M. Scheurer-Kestner. — J’ai eu plusieurs entretiens avec M. le Président du Conseil dans les premiers jours du mois de novembre. A M. le Président du Conseil, j’ai tout dit, tout ce que je savais, tout ce que j’avais appris ; j’ai offert la communication des lettres échangées entre le général Gonse et le colonel Picquart ; car, à M. le Président du Conseil, j’étais autorisé à le lui dire.

Voilà ma réponse.

Me Labori. — Est-ce que M. Scheurer-Kestner voudrait bien encore nous dire dans quelles conditions fut lancée la dénonciation de M. Mathieu Dreyfus contre M. le commandant Esterhazy, et si M. Mathieu Dreyfus n’a pas eu avec lui une conversation dans laquelle il lui a révélé le nom de M. le commandant Esterhazy, qui était venu à sa connaissance par une voie tout à fait différente de celle par laquelle le même nom était venu aux oreilles de M. Scheurer-Kestner ?

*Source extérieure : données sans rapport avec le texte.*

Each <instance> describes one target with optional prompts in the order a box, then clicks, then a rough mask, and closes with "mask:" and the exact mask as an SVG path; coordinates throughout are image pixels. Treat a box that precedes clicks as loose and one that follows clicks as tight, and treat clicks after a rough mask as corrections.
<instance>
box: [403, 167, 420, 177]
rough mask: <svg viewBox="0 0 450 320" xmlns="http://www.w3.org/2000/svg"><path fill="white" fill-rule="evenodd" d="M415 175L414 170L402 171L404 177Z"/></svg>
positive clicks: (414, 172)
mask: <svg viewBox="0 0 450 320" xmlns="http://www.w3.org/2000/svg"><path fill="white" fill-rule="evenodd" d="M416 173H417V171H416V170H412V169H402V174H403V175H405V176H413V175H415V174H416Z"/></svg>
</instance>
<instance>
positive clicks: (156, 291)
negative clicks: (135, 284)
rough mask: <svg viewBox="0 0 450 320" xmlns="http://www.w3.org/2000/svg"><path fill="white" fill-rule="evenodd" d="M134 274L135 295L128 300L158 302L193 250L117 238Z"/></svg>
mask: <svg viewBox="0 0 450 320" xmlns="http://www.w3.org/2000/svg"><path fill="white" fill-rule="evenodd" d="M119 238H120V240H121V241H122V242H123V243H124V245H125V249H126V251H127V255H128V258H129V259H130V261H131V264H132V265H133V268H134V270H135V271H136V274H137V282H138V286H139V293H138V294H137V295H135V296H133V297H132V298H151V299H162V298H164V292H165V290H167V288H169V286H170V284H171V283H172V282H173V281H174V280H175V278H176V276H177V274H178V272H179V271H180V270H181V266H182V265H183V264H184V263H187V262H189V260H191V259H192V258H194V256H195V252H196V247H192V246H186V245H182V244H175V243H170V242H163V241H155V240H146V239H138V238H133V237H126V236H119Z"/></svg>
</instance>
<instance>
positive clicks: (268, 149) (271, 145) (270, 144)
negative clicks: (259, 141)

M. le Président. — Vous venez d’entendre la question.

M. Scheurer-Kestner. — Je n’avais prononcé le nom du commandant Esterhazy devant personne au monde.

Je n’en avais parlé qu’au gouvernement, lorsque, le 12 novembre, — je puis me tromper d’un jour, je crois bien que c’est le 12 novembre — je reçus un petit mot de M. Mathieu Dreyfus me priant de le recevoir chez moi.

Je n’avais pas de relations avec M. Mathieu Dreyfus ; il n’était jamais venu chez moi qu’une seule fois, de suite après la condamnation de son frère ; je ne l’avais jamais revu, je ne le connaissais pas. Il me fit présenter sa carte — il était neuf heures ou neuf heures et demie du soir — en me faisant dire qu’il avait à me communiquer une chose des plus importantes.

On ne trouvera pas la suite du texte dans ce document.